Eurozone corporate bond risk premiums have jumped to their highest level since July, as Donald Trump’s victory in the US election effectively erases gains generated by the European Central Bank’s policy of buying companies’ debt.
A sharp rise in global bond yields since Mr Trump’s triumph has also spurred an underperformance of European credit relative to the US corporate debt market.
Higher corporate credit spreads in euros, which measure the risk of company debt compared to a benchmark rate, come despite ongoing purchases by the ECB which began buying in June and initially drove down borrowing costs for the continent’s companies.
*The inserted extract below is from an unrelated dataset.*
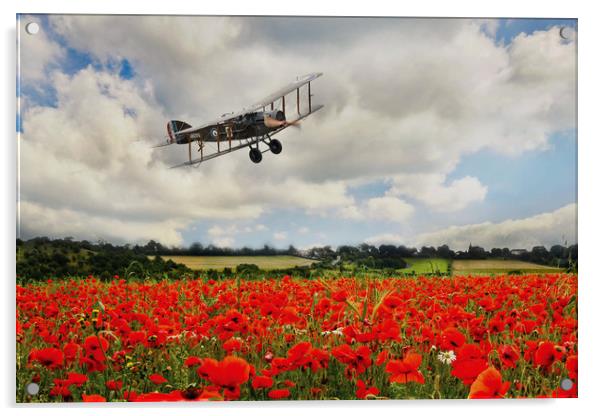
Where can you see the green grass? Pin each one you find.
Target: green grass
(493, 266)
(220, 262)
(422, 266)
The ECB has purchased €44bn of corporate bonds so far.
“The benefit that accrued to [European] companies as a result of [ECB purchases] has been offset by various factors that have come into play since the election of Donald Trump,” said Zoso Davies, a strategist at Barclays.
The spread on the Bloomberg Barclays euro aggregate corporate index has risen to 77 basis points this week, compared to 65 basis points immediately before the election. Over the same period, spreads on investment grade corporate bonds in the US have edged lower.
Analysts expect a Trump presidency will benefit US companies more than competitors in Europe. The president-elect’s polices include a large cut in US corporate tax rates and also incentives for companies to repatriate profits generated overseas.
“US credit has done better from Trump’s victory than European credit,” Mr Davies added. “US equities have done better than US equities. It lines up with the stated thrust of his policy, America first. If his policies, whatever they’re going to be, put America first, benefits should accrue to US companies.”
Spreads on European corporate bonds have also weakened in the face of a looming calendar of events high in political risk, including a referendum in Italy next month and elections in France in 2017, as well as an eagerly awaited ECB meeting in December.
Over recent weeks, yields on the bonds of periphery eurozone countries have widened as well. The Italian government bond yield has risen to over 2 per cent in November for the first time in more than a year.
“Unlike in the euro market, the USD market doesn’t have these peripheral versus core market dynamics,” said Armin Peter, global head of syndicate at UBS. “There is a renewal of the awareness around political risk around the weeks to come.”
Weakness for European corporate bonds comes against a backdrop of rising government bond yields and increased expectations of inflation in the near future. Last week, a Bank of America Merril Lynch survey showed that inflation expectations among portfolio managers had reached their highest level in more than a decade.